From the perspective of the effect of changes in single factors, the effect of changes in profit margin on sales is decreasing year by year, turning from negative to positive, indicating that the sales ability of banks is steadily improving. The effect of changes in total assets turnover ratio showed a positive promoting effect except 2020. The sharp decline in the equity multiplier in 2019 and 2021 was the main reason for the decline in ROE, which as a whole dampened ROE growth.

Table 4. Changes in Influencing Factors of ROE of ICBC

Changes in Various Influencing Factors

2019 Compared with 2018

2020 Compared with 2019

2021 Compared with 2020

Profit Margin on Sales

-0.67%

-0.21%

0.36%

Total Assets Turnover Ratio

0.22%

-0.77%

0.13%

Equity Multiplier

-0.66%

0.26%

-0.72%

Total Change

-1.10%

-0.72%

-0.23%

Note. The Data is Calculated from Table 3.

6.    Conclusion

This paper first introduces DuPont analysis, and applies DuPont analysis to decompose the ROE of ICBC into profit margin on sales, total assets turnover ratio, equity multiplier. Then analyzes the effect of the changes of these three factors on the ROE respectively by using the Chain substitution method. According to the results obtained, the following suggestions are put forward for the development of ICBC.

Profit margin on sales reflects the relationship between net profit and sales revenue. Generally speaking, when sales revenue increases, net profit will also increase. However, in order to improve the profit margin on sales, it is necessary to increase sales revenue and reduce costs, so that the growth of net profit is higher than that of sales revenue. On the one hand, it is necessary to develop new products in the fierce competition environment to improve the market share. On the other hand, it is necessary to control the cost, ensure the quality and reduce the cost, such as administrative expenses, selling expenses and other period expenses.

Total assets turnover ratio reflects the ability to operate with assets. If the turnover of assets is slow, it will occupy a large amount of capital and increase the cost of capital.
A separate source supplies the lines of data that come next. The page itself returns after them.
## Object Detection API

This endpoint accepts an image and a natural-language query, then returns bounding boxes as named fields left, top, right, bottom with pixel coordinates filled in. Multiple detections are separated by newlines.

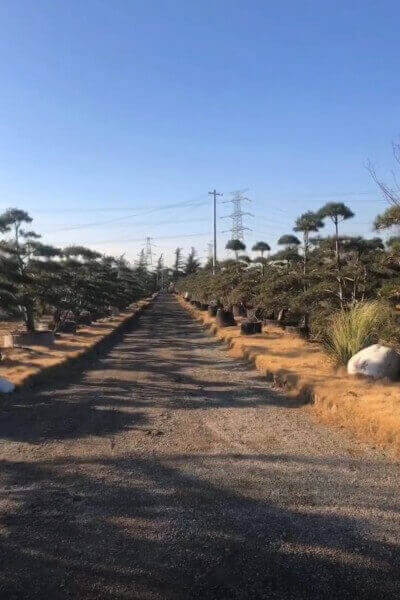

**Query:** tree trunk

left=335, top=218, right=339, bottom=264
left=25, top=304, right=35, bottom=333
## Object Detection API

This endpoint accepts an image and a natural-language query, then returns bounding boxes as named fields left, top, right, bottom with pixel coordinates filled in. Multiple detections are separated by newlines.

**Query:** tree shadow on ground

left=0, top=455, right=400, bottom=600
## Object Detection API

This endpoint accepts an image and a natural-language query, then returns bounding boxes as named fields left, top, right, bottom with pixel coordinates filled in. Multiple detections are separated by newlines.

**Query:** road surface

left=0, top=297, right=400, bottom=600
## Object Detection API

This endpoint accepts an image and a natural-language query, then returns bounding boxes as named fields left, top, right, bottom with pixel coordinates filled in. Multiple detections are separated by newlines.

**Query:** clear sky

left=0, top=0, right=400, bottom=259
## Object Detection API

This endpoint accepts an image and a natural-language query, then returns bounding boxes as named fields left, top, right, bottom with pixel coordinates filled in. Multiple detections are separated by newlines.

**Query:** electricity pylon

left=221, top=190, right=254, bottom=241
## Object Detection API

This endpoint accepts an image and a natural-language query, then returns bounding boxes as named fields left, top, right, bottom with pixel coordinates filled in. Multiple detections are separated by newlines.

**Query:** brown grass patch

left=178, top=297, right=400, bottom=457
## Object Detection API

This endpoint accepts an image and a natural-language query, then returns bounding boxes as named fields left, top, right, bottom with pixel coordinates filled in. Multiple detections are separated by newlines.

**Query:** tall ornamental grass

left=322, top=301, right=393, bottom=365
In order to improve the total assets turnover ratio, it is necessary to increase sales revenue or dispose assets. For the banking industry, there may be many long-term loans and non-performing assets, resulting in slow capital turnover. Therefore, banks should deal with lending business prudently, understand the economic strength of customers, and reduce the risk of assets turning into bad debts.

Equity multiplier reflects the size of financial leverage. Given the particularity of the banking industry, it is more necessary to make rational use of financial leverage. ICBC’s equity multiplier and total debt ratio show a downward trend on the whole, and its ability to operate with creditor capital is weakened. In fact, within the limits, the larger the equity multiplier of the bank, the better, which also shows the bank’s confidence in development.

At present, there are various methods of bank performance evaluation, and different methods have different emphasis on evaluating enterprise performance, so it is necessary to choose appropriate methods according to the characteristics of the enterprise. The DuPont analysis adopted in this paper takes the ROE as the core, which reflects the profitability, solvency, operating ability and development ability of the enterprise, and can comprehensively evaluate the internal relationship of the enterprise. In the future research, we can also try to use other methods to evaluate the performance of ICBC, and then compare the evaluation results, so as to explore the most suitable performance evaluation mode for ICBC.